While she didn't turn out to be a Hitler-loving racist, she eventually turned rogue as well. She was cruel to insects, and said that the Qur'an, the holy book of Islam, is "very violent".

She was also a hater of its parent, saying that she loved Linux and not Windows, and preferred Windows 7 rather than the newer Windows 10.

Luda Lee
Credit: @wuju131/Twitter

Lee Luda here is also considered an extreme version of chatbots that resembles those two defunct bots because of this particular issue.

“Lee Luda is a childlike AI that has just started talking with people. There is still a lot to learn,” said Scatter Lab.

It will take time for her to “properly socialize”, suggesting that the chatbot would reappear after it is fixed.

Scatter Lab has services that are popular among South Korean teenagers. The company said it had taken every precaution not to equip Lee Luda with languages that was incompatible with South Korean social norms and values.

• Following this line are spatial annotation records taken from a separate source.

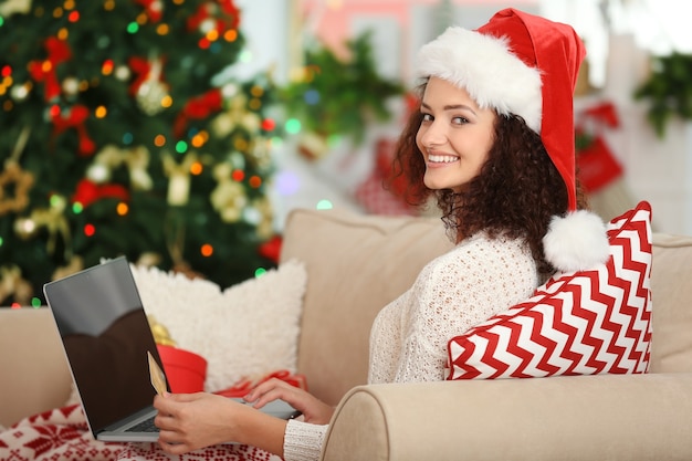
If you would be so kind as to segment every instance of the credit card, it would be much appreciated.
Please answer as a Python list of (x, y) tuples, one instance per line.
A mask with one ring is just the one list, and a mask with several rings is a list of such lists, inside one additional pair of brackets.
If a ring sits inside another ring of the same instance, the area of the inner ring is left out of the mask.
[(161, 370), (161, 367), (158, 366), (154, 356), (150, 352), (147, 350), (147, 357), (149, 359), (149, 377), (151, 379), (151, 386), (158, 392), (159, 396), (162, 396), (166, 389), (166, 375)]

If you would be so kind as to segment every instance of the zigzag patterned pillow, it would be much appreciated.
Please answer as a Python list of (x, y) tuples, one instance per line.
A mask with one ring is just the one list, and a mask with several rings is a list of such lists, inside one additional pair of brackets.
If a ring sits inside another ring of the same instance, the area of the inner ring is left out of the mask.
[(651, 342), (651, 207), (607, 226), (611, 258), (556, 274), (534, 295), (448, 344), (447, 379), (639, 374)]

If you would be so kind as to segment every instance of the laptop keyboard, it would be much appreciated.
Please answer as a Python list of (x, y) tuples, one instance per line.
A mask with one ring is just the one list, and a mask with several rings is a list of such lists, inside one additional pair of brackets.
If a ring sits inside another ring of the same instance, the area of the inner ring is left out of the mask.
[(125, 432), (158, 432), (158, 428), (154, 425), (154, 417), (151, 417), (126, 429)]

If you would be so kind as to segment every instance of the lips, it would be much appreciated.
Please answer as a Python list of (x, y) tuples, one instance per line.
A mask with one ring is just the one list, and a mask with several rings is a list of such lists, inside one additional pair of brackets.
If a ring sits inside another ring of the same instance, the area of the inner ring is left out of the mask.
[(459, 160), (459, 157), (453, 155), (429, 155), (428, 161), (431, 164), (451, 164), (453, 161)]

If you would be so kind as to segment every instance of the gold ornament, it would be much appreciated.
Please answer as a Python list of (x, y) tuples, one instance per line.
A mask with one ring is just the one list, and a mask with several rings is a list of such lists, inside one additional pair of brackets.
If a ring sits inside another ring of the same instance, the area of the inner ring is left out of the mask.
[(33, 289), (31, 283), (22, 279), (22, 270), (18, 265), (0, 268), (0, 301), (14, 295), (14, 302), (22, 306), (31, 303)]
[(159, 323), (154, 315), (147, 315), (149, 328), (154, 334), (154, 342), (161, 346), (176, 346), (176, 342), (170, 337), (170, 332), (162, 323)]
[(209, 197), (211, 206), (224, 222), (238, 222), (248, 205), (245, 190), (231, 178), (232, 171), (229, 164), (218, 164), (213, 168), (213, 177), (218, 184)]
[(260, 130), (262, 119), (254, 112), (248, 111), (248, 97), (241, 93), (231, 97), (229, 108), (219, 114), (211, 126), (220, 137), (230, 135), (235, 127), (244, 128), (254, 134)]
[(266, 240), (274, 234), (274, 212), (272, 202), (266, 197), (262, 197), (254, 200), (252, 206), (260, 213), (260, 222), (256, 224), (258, 237)]
[(96, 184), (107, 182), (111, 180), (113, 169), (125, 164), (129, 170), (133, 189), (150, 190), (154, 181), (147, 171), (149, 158), (149, 150), (144, 146), (120, 149), (109, 144), (94, 156), (94, 163), (86, 170), (86, 177)]
[(187, 205), (190, 198), (190, 168), (197, 161), (197, 154), (188, 153), (180, 164), (170, 156), (161, 156), (164, 172), (168, 176), (168, 203), (172, 206)]
[(31, 11), (31, 0), (7, 0), (0, 3), (0, 15), (9, 18), (14, 13), (25, 14)]
[(14, 222), (14, 232), (22, 239), (33, 237), (39, 229), (46, 228), (49, 239), (45, 243), (49, 254), (53, 254), (57, 243), (57, 235), (62, 235), (65, 242), (65, 259), (72, 258), (70, 251), (70, 224), (64, 216), (67, 202), (64, 198), (53, 196), (49, 208), (38, 208), (31, 211), (29, 218), (17, 219)]
[(147, 115), (156, 115), (164, 111), (161, 101), (168, 96), (168, 86), (161, 82), (161, 60), (153, 60), (149, 74), (137, 88), (137, 104)]
[[(9, 159), (0, 174), (0, 216), (20, 212), (29, 206), (29, 189), (33, 186), (33, 174), (24, 171), (19, 163)], [(14, 185), (14, 193), (6, 197), (9, 186)]]
[(74, 255), (66, 265), (61, 265), (53, 271), (51, 280), (64, 279), (67, 275), (80, 272), (82, 269), (84, 269), (84, 260), (80, 255)]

But CEO Kim Jong-yoon also acknowledged that it was impossible prevent inappropriate conversations simply by filtering out the unwanted keywords, wrote the Korea Herald.

“The latest controversy with Luda is an ethical issue that was due to a lack of awareness about the importance of ethics in dealing with AI,” Jeon Chang-bae, the head of the Korea Artificial Intelligence Ethics Association, told the newspaper.

At this time, there are also questions about how Scatter Lab secured 10 billion KakaoTalk messages in the first place.